Alfieri, an artist, and Clark, a writer, decided to combine their skills. Alfieri drew what would later become the design for their first greeting card -- a mother and child hugging above the earth -- and asked Clark for a line to go with it.

"It said, 'In this great, wide world, we found us,'" Clark recalled. "And then we went, 'Oh, that's adoption right?' You find each other in the world and you come together and you become family."

PHOTO: Stacy Clark and her daughter Hanna in an undated handout photo.
Stacy Clark and her daughter Hanna in an undated handout photo.
Courtesy Stacy Clark

By 2018, the pair had designed concept sketches for their first set of cards and sold them to a local adoption agency. In February 2020, they officially launched a website for Adoptionly Yours, complete with an online store.

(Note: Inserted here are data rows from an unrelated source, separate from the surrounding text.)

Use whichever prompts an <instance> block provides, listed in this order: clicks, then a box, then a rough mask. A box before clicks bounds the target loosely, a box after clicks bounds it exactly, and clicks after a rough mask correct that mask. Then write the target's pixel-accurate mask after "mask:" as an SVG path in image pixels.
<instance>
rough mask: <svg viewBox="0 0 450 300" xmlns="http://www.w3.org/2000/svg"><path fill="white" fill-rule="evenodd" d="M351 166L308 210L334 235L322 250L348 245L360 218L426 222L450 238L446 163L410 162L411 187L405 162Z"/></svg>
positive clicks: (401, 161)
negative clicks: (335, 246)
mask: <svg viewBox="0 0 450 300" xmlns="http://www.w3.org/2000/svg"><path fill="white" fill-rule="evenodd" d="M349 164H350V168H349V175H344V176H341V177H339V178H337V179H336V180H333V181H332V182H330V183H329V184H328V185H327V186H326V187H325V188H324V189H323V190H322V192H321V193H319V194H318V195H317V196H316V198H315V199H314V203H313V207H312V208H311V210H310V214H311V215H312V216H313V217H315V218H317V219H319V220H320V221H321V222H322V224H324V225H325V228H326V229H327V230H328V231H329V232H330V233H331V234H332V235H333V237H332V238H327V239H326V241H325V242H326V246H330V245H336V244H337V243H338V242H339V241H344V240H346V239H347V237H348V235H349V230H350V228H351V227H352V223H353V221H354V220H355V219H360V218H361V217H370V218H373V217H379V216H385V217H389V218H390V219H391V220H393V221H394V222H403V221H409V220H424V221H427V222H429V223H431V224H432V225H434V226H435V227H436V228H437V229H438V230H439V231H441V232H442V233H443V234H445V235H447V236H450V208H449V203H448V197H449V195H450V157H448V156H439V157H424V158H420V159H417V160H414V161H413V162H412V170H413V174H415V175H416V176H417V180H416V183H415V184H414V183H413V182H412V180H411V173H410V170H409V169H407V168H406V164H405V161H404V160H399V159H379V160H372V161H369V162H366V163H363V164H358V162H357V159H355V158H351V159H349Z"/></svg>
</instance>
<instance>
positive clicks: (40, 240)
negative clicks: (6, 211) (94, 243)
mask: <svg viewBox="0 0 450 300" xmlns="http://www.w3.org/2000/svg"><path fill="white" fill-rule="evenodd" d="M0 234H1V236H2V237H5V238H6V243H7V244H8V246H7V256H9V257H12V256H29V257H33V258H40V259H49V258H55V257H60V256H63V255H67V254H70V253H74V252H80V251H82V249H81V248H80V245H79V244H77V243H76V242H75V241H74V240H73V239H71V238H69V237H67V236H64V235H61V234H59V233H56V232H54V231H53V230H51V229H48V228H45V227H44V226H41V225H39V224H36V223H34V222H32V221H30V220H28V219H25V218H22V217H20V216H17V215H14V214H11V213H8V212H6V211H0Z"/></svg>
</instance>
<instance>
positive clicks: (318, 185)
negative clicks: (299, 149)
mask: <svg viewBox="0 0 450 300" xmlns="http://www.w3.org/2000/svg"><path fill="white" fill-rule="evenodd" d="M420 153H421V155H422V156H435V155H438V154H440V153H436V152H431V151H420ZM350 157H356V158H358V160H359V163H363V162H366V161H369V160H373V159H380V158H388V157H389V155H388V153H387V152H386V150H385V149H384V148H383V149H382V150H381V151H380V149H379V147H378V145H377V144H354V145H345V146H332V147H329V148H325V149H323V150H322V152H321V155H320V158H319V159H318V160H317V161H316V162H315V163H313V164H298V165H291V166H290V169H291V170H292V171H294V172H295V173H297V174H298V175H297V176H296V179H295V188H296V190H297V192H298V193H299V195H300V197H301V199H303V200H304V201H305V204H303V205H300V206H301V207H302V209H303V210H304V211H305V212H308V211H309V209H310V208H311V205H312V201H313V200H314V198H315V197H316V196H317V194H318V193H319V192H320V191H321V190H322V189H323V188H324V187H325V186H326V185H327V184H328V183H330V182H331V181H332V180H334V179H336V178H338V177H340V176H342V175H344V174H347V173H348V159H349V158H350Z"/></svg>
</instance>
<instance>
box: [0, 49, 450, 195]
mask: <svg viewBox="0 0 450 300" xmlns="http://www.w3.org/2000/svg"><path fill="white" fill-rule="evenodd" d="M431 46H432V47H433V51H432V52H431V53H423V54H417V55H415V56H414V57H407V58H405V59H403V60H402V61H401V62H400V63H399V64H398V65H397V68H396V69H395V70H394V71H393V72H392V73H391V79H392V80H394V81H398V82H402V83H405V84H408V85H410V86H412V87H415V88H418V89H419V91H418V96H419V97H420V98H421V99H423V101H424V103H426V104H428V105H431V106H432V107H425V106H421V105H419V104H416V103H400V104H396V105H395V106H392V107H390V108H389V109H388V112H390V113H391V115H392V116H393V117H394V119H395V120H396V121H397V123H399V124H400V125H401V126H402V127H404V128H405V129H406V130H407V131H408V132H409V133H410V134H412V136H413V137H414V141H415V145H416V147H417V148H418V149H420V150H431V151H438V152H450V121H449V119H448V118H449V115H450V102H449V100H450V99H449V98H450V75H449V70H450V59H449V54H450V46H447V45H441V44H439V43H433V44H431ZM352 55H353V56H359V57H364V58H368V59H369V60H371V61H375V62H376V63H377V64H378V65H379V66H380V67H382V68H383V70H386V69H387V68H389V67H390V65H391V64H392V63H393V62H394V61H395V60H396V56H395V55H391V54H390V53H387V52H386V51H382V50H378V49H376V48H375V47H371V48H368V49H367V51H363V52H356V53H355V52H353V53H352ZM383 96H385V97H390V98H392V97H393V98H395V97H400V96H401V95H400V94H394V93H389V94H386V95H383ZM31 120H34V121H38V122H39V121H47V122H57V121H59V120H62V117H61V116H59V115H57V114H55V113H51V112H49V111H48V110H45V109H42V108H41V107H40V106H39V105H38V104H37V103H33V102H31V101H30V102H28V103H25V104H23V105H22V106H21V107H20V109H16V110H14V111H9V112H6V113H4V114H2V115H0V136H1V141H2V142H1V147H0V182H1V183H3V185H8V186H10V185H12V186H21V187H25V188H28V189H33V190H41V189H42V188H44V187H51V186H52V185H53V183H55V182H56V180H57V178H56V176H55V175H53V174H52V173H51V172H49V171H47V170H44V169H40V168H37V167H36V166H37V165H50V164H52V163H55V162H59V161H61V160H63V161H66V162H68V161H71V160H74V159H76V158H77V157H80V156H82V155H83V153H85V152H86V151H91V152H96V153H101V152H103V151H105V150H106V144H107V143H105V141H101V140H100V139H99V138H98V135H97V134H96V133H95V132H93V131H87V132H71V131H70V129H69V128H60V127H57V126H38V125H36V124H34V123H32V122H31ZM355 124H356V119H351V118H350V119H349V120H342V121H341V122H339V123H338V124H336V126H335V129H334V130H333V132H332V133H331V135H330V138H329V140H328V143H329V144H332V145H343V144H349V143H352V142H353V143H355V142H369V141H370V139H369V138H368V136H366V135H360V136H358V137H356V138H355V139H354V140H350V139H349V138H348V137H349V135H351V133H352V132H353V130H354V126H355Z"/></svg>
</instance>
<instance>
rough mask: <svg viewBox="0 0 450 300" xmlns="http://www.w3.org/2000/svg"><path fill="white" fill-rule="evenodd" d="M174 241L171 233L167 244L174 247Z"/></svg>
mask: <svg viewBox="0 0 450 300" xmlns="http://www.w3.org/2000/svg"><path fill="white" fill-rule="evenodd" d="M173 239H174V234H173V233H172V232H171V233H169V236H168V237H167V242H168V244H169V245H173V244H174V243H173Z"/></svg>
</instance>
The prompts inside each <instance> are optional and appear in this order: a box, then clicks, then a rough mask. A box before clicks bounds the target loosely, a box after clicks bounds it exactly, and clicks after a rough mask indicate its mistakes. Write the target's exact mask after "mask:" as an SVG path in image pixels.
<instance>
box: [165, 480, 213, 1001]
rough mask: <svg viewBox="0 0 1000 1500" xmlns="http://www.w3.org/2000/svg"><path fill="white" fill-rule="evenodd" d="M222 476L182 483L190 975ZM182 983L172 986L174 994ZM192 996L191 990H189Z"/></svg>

Currently, Adoptionly Yours offers a selection of 112 greeting cards, all aimed at adopting families, birth parents, foster parents and children, social workers and supportive loved ones. The cards are also inclusive, featuring images of families with two moms, two dads and people of color.

PHOTO: Jayne Alfieri and her daughter Emili in an undated handout photo.
Jayne Alfieri and her daughter Emili in an undated handout photo.
Courtesy Jayne Alfieri

As for how they come up with new designs, Alfieri and Clark base it around where they see a need and draw inspiration from other people's stories.

"What I like to do is to get into the heart," Alfieri said. "What are we trying to say here both visually and through words? How are we going to connect to the person that's receiving the card? Is this going to speak to that moment in their journey?"

"We think deeply about what it is we're trying to speak to," Clark added.

Through their cards, Alfieri and Clark aim to provide a pathway to understanding, education and empathy for all those involved in the adoption process. In addition to expanding their line of cards, the two hope to one day offer inspirational prints and create picture books for children that talk about the meaning of family.

"These greeting cards create the opportunity for people to connect in ways that'll really help them and celebrate this really important journey to motherhood that hasn't been supported before," Alfieri said. "We just created this opportunity for people to love each other through greeting cards."

"There's so much to love and understand," Clark added. "There's hurt, difficulty, and worry but at the end of the day, it's about loving a child. It's people loving each other and people coming together for the love of a child."